In a Philip Roth interview with the Wall Street Journal—that would be the Roth interview that doesn’t address green dildos—he talks about his current reading habits, which mainly includes old favorites. “Mostly what I’m doing is rereading stuff that I read in my 20s, writers who were big in my reading life who I haven’t read in 50 years. I’m talking about Dostoyevsky, Faulkner, Turgenev, Conrad. I’m trying to reread the best before… I die.”

“Sometimes you write amazing sentences, she wrote to me, and sometimes it’s amazing you can write a sentence”—a lovely piece by Alexander Chee about studying writing under Annie Dillard.

Atlas Shrugged and Ralph Nader’s new novel, Only the Super-Rich Can Save Us!, have more in common than you might think.

Dan Green takes a close, thoughful look at Jack Kerouac‘s On the Road, but determines (rightly, I think) that The Subterraneans is in many ways a superior work.

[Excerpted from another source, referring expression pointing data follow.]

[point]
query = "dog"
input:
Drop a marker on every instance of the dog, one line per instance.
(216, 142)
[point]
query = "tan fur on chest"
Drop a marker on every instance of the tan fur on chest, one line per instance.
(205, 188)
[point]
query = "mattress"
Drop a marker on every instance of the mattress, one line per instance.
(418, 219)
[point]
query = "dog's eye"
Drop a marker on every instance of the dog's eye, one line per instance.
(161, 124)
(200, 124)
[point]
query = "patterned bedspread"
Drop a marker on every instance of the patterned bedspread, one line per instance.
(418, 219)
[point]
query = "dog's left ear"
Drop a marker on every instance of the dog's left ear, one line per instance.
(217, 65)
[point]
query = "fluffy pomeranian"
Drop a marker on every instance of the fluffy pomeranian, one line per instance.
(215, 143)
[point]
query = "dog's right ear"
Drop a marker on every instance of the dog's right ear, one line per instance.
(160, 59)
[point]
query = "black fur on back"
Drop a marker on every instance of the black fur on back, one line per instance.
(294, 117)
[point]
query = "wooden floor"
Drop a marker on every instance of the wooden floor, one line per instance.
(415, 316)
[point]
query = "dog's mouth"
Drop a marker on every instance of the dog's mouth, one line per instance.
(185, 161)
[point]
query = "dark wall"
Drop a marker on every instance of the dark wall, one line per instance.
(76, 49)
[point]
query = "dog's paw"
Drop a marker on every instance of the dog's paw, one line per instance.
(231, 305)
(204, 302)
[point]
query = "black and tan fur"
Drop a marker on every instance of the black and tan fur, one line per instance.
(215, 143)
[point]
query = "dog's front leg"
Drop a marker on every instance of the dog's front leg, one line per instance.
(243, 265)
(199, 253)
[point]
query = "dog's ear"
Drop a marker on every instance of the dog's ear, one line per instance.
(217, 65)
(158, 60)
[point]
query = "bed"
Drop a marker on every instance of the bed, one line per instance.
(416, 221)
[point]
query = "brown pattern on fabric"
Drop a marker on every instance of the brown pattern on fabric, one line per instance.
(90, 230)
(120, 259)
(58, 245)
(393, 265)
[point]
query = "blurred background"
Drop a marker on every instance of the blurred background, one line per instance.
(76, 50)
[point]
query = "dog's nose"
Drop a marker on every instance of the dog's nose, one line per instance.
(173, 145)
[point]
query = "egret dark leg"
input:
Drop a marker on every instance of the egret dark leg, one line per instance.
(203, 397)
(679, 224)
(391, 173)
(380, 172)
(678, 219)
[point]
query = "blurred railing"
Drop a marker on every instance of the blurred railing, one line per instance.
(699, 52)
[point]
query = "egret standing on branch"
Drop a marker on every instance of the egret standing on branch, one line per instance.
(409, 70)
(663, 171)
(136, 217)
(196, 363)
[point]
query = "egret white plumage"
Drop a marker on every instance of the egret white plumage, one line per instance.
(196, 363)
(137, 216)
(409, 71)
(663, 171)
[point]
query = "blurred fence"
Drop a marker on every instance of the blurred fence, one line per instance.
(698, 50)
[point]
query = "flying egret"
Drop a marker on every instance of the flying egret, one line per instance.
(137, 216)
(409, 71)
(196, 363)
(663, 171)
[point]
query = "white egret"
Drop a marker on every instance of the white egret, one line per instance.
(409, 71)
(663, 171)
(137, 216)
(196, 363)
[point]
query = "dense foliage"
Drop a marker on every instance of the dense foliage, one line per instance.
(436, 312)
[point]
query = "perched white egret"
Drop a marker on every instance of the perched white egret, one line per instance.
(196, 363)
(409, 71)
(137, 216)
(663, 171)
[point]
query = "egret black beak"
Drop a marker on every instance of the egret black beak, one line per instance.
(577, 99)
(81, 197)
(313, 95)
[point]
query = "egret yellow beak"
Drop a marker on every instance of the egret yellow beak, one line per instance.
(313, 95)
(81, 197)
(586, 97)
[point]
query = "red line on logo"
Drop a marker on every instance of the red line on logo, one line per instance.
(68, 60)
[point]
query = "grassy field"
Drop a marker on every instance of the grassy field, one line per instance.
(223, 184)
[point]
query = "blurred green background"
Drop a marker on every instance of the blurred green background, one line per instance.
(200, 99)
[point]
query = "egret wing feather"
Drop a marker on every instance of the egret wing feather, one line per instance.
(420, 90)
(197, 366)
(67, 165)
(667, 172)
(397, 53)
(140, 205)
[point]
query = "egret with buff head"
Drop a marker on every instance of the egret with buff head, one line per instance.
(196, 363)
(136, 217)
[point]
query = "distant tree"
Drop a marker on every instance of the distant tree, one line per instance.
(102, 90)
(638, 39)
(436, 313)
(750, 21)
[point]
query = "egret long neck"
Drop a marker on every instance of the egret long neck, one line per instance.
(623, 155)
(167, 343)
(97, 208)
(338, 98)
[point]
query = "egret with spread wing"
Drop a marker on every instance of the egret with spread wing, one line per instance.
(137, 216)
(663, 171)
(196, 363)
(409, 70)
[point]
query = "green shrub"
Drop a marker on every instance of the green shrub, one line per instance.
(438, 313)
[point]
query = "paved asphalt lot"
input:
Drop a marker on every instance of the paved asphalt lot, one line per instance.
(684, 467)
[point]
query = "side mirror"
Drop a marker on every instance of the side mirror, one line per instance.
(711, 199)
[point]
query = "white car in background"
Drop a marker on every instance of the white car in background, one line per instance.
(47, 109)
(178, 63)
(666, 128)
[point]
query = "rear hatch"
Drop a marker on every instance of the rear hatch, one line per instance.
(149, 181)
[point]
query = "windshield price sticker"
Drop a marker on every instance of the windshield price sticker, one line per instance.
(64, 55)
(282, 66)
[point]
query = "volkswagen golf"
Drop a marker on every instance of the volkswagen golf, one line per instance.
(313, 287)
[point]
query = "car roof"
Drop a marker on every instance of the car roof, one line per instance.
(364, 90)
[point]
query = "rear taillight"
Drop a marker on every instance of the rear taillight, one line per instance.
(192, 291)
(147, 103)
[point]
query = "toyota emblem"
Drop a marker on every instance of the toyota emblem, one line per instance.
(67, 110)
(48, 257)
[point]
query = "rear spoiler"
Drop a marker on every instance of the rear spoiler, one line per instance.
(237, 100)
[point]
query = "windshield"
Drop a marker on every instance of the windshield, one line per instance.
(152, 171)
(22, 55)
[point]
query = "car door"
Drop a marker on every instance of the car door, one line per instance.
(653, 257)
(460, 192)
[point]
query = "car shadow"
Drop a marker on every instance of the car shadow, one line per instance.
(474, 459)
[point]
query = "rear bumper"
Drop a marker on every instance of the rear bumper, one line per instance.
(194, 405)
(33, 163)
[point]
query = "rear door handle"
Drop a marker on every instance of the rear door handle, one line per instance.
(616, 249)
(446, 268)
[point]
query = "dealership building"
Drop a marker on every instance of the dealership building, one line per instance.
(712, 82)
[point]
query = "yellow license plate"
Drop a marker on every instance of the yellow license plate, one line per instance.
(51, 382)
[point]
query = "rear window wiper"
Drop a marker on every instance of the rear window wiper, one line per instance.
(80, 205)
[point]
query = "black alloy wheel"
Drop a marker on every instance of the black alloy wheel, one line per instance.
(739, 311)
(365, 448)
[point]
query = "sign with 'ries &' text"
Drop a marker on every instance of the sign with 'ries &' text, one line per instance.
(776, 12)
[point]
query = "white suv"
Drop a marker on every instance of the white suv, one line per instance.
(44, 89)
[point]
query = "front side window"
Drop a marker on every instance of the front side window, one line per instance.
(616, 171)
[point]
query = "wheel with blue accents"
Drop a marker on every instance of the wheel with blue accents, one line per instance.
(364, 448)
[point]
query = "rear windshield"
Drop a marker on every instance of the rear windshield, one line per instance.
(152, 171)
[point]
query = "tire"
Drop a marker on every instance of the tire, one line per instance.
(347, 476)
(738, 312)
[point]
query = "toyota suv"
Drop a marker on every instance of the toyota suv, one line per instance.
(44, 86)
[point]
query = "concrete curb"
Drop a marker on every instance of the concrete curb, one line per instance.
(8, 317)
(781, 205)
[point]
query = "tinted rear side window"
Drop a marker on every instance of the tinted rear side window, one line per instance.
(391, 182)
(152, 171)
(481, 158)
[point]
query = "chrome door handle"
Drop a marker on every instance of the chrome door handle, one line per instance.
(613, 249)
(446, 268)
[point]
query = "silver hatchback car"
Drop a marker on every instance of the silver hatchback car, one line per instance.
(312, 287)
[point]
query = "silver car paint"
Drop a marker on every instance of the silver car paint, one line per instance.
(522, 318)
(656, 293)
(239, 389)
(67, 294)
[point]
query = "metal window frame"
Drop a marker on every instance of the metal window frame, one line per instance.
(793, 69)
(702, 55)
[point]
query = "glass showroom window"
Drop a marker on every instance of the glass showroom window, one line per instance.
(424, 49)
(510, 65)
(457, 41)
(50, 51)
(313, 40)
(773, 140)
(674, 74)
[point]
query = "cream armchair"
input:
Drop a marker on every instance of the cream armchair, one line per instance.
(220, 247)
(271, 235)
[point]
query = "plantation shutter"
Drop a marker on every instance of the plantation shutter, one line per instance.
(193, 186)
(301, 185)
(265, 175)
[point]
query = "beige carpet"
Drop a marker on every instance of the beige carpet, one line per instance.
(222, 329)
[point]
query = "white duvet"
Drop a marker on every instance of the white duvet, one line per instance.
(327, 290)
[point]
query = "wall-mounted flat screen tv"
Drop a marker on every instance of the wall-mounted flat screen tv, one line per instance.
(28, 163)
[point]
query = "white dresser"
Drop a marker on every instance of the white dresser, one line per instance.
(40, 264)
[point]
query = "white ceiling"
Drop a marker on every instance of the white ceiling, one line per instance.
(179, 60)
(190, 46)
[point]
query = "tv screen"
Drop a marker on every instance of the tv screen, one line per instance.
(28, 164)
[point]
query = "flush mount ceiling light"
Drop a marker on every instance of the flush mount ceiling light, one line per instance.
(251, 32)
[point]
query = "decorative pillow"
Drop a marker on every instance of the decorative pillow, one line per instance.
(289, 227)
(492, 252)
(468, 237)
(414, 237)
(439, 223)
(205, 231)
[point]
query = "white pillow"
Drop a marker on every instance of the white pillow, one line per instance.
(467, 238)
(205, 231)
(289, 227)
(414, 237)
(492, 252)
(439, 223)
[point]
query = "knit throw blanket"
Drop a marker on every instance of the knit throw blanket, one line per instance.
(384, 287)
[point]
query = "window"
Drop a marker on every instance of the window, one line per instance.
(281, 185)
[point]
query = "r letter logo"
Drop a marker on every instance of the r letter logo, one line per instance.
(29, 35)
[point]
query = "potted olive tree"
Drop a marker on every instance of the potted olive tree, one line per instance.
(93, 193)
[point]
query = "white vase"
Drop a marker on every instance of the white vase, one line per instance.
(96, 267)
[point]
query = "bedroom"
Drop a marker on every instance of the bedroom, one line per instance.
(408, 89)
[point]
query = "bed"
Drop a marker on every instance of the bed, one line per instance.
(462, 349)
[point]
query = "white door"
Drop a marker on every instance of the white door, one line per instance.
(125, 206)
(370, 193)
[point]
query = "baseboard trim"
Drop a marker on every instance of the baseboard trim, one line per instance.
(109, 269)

The American Scholar takes a close, thoughtful look at F. Scott Fitzgerald‘s tax returns.

Ethan Canin on the film adaptations of his work: “Movies are big, exciting, hopeful collaborations, brought down by venality, pandering, and greed.”

Lionel Shriver opens up about using her family as source material for her novel A Perfectly Good Family.

The Nation on the novels of Don Carpenter. (subscription req’d)

A gallery of Tom Adamscurious paperback covers for Raymond Chandler novels.

Writers aren’t doing too well in the Baltimore Sun‘s contest to declare the area’s biggest local celebrity, but Anne Tyler‘s still in the running.

In related news, Laura Lippman, George Pelecanos, and Dennis Lehane speak out on the importance of the late James Crumley.

“The most overrated novel ever has got to be Beloved.”

Should you wait until you’re 40 before attempting to read Moby-Dick?

Crumley: “A Pot of Coffee and 100,000 Cigarettes”

Shortly after crime author James Crumley died last week, Washington Post obituary writer Patricia Sullivan hit her personal archive to find a clip of an interview she conducted with Crumley in 1985. She was a staffer at the Missoula, Mont., Missoulian at the time, and her piece gets at some of the novelist’s pugnacity:

“When I’m working, I can write anywhere,” he said. “In Guadalajara, I wrote a big portion of my first novel standing at the mantle in the living room while two marriages broke up around me and some guy wrote poetry at the top of his lungs.”

Things are a little quieter int he backyard shed where Crumley now pens mysteries, short stories and reviews. Rebuilt by graduate English students “with Ph.D’s in carpentry,” the room overlooks a dog pen and the backyard of his lower Rattlesnake neighbors. The room is cluttered with books, ashtrays, a stereo system and a half-dozen dictionaries, sitting squarely in front of the typewriter. It takes “a pot of coffee and 100,000 cigarettes” to get to work each day, he said.